Antimicrobial-resistant Escherichia coli are a concern for military health services. We studied 100 extended-spectrum beta-lactamase (ESBL)-producing and non-producing E. coli clinical and surveillance isolates from military personnel and civilians at Brooke Army Medical Center (2007-2011). Major E. coli lineages, most prominently ST10 (24%), ST131 (16%), and ST648 (8%), were distributed much as reported for other North American populations. ST131, represented mainly by its resistance-associated ST131-H30 clonal subset, was uniquely associated with a clinical origin, regardless of ESBL status. Thus, clonal background predicted resistance phenotype and clinical versus surveillance origin, and these findings could assist military clinicians and epidemiologists.

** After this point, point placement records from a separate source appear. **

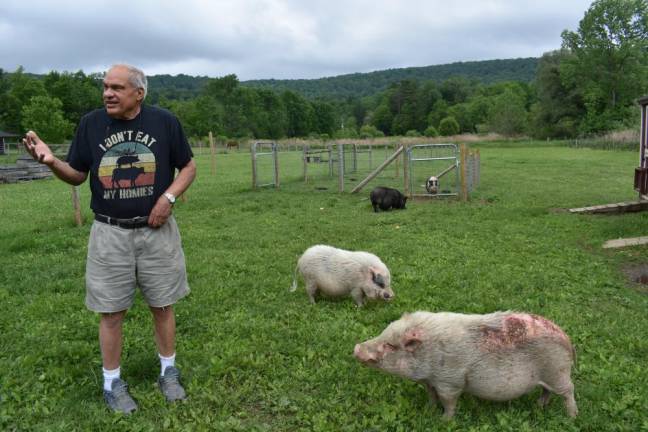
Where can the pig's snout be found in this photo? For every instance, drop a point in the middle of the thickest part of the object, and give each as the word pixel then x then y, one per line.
pixel 363 355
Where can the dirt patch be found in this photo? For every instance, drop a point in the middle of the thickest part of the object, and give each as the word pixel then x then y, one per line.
pixel 637 274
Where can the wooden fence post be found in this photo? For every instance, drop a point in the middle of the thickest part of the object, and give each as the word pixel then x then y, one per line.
pixel 464 159
pixel 253 154
pixel 305 161
pixel 340 167
pixel 213 153
pixel 275 156
pixel 77 206
pixel 406 172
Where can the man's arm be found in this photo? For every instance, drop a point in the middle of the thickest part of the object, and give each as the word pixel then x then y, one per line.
pixel 42 153
pixel 162 209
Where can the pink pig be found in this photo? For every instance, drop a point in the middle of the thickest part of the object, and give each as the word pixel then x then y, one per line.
pixel 498 356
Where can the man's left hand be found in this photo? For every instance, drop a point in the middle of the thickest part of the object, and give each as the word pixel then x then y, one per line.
pixel 160 213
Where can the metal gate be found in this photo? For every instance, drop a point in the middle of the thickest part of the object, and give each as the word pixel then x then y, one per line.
pixel 261 151
pixel 438 160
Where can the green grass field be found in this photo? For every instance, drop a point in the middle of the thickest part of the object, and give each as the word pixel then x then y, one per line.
pixel 255 356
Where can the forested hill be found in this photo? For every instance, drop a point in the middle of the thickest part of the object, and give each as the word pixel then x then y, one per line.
pixel 357 84
pixel 366 84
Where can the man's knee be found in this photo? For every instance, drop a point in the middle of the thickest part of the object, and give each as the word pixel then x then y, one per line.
pixel 113 319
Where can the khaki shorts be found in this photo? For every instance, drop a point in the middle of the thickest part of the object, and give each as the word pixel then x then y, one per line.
pixel 120 259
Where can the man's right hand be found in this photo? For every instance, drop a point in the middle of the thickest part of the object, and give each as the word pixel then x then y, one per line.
pixel 38 149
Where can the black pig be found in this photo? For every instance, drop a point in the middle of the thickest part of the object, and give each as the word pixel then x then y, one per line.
pixel 387 198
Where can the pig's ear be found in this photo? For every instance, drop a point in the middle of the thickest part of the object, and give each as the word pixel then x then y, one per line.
pixel 412 339
pixel 376 277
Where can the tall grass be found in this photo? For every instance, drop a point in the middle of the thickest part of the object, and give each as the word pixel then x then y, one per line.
pixel 255 356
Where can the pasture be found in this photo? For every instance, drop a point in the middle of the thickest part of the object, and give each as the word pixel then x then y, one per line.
pixel 256 357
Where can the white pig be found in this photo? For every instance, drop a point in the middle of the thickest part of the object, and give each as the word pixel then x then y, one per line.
pixel 498 356
pixel 338 272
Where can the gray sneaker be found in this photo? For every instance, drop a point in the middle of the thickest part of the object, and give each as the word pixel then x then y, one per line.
pixel 170 385
pixel 118 399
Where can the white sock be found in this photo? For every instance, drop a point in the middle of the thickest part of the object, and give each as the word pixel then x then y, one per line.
pixel 166 362
pixel 109 376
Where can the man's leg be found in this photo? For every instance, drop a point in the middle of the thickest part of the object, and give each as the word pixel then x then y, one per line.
pixel 164 320
pixel 110 341
pixel 110 338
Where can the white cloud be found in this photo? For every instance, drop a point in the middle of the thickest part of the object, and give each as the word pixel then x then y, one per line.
pixel 276 38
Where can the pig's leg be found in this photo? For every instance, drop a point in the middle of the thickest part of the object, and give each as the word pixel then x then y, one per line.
pixel 431 392
pixel 543 401
pixel 311 289
pixel 570 402
pixel 358 296
pixel 565 388
pixel 448 398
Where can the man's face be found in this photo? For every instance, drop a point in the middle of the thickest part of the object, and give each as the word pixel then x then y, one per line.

Household Clustering of Escherichia coli Sequence Type 131 Clinical and Fecal Isolates According to Whole Genome Sequence Analysis.

Background. Within-household sharing of strains from the resistance-associated H30R1 and H30Rx subclones of Escherichia coli sequence type 131 (ST131) has been inferred based on conventional typing data, but it has been assessed minimally using whole genome sequence (WGS) analysis. Methods. Thirty-three clinical and fecal isolates of ST131-H30R1 and ST131-H30Rx, from 20 humans and pets in 6 households, underwent WGS analysis for comparison with 52 published ST131 genomes. Phylogenetic relationships were inferred using a bootstrapped maximum likelihood tree based on core genome sequence polymorphisms. Accessory traits were compared between phylogenetically similar isolates. Results. In the WGS-based phylogeny, isolates clustered strictly by household, in clades that were distributed widely across the phylogeny, interspersed between H30R1 and H30Rx comparison genomes. For only 1 household did the core genome phylogeny place epidemiologically unlinked isolates together with household isolates, but even there multiple differences in accessory genome content clearly differentiated these 2 groups. The core genome phylogeny supported within-household strain sharing, fecal-urethral urinary tract infection pathogenesis (with the entire household potentially providing the fecal reservoir), and instances of host-specific microevolution. In 1 instance, the household's index strain persisted for 6 years before causing a new infection in a different household member. Conclusions. Within-household sharing of E coli ST131 strains was confirmed extensively at the genome level, as was long-term colonization and repeated infections due to an ST131-H30Rx strain. Future efforts toward surveillance and decolonization may need to address not just the affected patient but also other human and animal household members.